Jeff Layton jlayton at samba.org
Wed Dec 8 05:37:15 MST 2010

On Wed, 8 Dec 2010 23:07:42 +1100
ronnie sahlberg <ronniesahlberg at gmail.com> wrote:

> On Sat, Dec 4, 2010 at 10:40 AM, Jeremy Allison <jra at samba.org> wrote:
> > On Fri, Dec 03, 2010 at 06:22:01PM -0500, Jeff Layton wrote:
> >>
> >> Treating different calls differently for timeouts sounds like the road
> >> to special-case madness. It seems to me that the best behavior would be
> >> to have the client wait for a reply indefinitely if the server is
> >> responding to periodic echoes. If that's unacceptable then perhaps a
> >> tunable timeout that defaults to something very long (10 minutes or so).
> >
> > +1 from me. "hard" mounts shouldn't drop connections whilst the
> > server is responding to SMBecho requests.
> In NFS,   hard mounts also mean that the connection will transparently
> be re-established on connection failures.
> That is difficult in cifs since of its statefullness.
> (While nfs is partially stateful, sane people stay well clear of the
> stateful parts (nlm))

Well, NFSv4 is stateful, but it was designed with the idea that state
might need to be reclaimed. CIFS/SMB/SMB2 really weren't. Ok, that's not
completely true with SMB2, but file locking is still broken, IMO.
There's nothing that prevents another client from racing in and
stealing your locks when the connection goes down. Maybe durable
handles help this case...I'm not sure.

Linux CIFS does reclaim state to some degree today. Filehandles are
reclaimed on reconnect. Lock reclaimation code is still stubs however.
In any case, reclaiming state in CIFS is always going to be racy...

I did a bigger writeup of this problem and possible solutions, and
cross posted to a set of the usual lists. The subject is:

    cifs client timeouts and hard/soft mounts

So far, the discussion has mainly been around timeouts, but consistent
handling of disconnections is also a part of this.

Hard and soft are necessarily going to have a different meaning with
CIFS than with NFS. My suggestion is that we use those to direct what
happens after a socket disconnection occurs.

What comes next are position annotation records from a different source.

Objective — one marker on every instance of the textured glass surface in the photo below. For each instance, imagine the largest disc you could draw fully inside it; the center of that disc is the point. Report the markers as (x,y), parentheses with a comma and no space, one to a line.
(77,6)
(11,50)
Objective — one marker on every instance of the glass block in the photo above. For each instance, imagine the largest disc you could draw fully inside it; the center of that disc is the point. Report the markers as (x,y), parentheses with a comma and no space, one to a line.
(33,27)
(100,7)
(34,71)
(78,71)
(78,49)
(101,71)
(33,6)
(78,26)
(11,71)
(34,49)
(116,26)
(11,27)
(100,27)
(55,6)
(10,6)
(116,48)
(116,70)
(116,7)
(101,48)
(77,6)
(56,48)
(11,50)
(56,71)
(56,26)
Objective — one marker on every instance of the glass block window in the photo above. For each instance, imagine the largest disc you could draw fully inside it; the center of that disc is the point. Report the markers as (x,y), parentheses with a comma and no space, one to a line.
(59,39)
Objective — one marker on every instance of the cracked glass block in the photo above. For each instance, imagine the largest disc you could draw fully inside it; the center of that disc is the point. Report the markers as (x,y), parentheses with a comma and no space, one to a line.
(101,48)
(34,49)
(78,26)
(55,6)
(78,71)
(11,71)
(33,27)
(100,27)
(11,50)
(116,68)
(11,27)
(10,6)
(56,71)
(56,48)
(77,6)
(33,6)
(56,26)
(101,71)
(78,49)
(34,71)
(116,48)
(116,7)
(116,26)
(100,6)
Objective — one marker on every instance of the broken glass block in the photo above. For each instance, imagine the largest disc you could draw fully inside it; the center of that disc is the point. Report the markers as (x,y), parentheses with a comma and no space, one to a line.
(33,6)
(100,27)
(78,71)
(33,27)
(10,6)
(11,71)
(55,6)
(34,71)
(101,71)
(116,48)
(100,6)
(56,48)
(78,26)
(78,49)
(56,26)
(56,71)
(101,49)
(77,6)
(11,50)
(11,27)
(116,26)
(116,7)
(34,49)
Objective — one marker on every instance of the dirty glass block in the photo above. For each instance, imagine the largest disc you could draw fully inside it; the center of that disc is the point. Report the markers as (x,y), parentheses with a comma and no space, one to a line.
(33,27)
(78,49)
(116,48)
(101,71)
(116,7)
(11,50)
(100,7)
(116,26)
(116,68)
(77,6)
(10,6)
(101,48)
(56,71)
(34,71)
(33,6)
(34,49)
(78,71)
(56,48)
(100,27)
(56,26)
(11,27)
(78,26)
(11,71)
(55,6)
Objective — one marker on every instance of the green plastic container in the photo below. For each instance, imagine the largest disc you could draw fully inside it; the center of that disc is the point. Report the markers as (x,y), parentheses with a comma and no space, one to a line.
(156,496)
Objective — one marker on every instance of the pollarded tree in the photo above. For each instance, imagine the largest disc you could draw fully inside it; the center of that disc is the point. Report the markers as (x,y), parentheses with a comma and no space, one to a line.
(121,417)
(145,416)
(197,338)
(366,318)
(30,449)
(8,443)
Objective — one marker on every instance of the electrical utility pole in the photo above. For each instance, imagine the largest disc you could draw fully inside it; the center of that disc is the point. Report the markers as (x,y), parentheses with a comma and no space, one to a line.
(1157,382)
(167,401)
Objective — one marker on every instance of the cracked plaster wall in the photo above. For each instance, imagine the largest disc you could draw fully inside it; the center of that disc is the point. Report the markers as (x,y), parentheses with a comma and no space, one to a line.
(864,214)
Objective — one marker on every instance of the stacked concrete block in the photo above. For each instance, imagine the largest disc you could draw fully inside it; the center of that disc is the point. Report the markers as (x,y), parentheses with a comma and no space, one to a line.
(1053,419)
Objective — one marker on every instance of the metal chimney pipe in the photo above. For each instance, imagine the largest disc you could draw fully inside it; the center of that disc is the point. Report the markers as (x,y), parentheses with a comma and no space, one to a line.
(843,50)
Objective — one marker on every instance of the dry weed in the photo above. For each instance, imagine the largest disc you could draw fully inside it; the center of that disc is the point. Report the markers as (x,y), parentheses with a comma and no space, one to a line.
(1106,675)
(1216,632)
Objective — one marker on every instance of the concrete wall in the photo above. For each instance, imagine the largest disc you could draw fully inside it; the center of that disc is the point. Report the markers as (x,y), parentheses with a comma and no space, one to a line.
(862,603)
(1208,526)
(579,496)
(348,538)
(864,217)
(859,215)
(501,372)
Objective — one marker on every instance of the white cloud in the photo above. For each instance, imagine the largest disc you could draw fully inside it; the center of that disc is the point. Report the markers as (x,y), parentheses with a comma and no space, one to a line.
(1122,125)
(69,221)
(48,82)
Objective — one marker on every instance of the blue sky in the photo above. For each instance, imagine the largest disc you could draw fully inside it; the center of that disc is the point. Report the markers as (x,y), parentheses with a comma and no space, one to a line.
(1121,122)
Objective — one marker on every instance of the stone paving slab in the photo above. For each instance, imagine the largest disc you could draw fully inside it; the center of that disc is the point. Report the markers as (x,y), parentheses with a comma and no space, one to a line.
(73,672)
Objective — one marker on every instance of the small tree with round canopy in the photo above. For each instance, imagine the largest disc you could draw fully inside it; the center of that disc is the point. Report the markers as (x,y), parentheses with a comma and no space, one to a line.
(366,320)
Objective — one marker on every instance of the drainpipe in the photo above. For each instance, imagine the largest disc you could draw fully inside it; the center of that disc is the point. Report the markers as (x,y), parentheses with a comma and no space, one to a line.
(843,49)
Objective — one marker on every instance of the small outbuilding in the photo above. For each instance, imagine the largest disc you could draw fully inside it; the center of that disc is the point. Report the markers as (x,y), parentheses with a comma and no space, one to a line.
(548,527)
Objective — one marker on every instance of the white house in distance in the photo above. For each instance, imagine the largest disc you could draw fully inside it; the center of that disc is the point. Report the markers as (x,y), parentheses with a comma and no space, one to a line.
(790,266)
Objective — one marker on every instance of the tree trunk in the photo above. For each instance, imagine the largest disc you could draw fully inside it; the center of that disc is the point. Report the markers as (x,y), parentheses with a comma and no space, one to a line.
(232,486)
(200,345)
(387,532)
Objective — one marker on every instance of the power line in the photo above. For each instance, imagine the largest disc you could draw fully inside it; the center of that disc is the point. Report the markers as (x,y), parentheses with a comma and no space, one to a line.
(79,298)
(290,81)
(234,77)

"hard" should mean that state is reclaimed ASAP and calls are retried.
"soft" should mean that errors are returned to callers after a

I'm still struggling what "soft" should mean for stateful objects like
files and locks however. Should we still try to reclaim them, or should
we declare them invalid and just return -EBADF on every syscall that
takes one of those fd's?

There's also the open question of whether new syscalls on a soft mount
should return an error when the socket is disconnected, or should they
wait for the socket to be reestablished?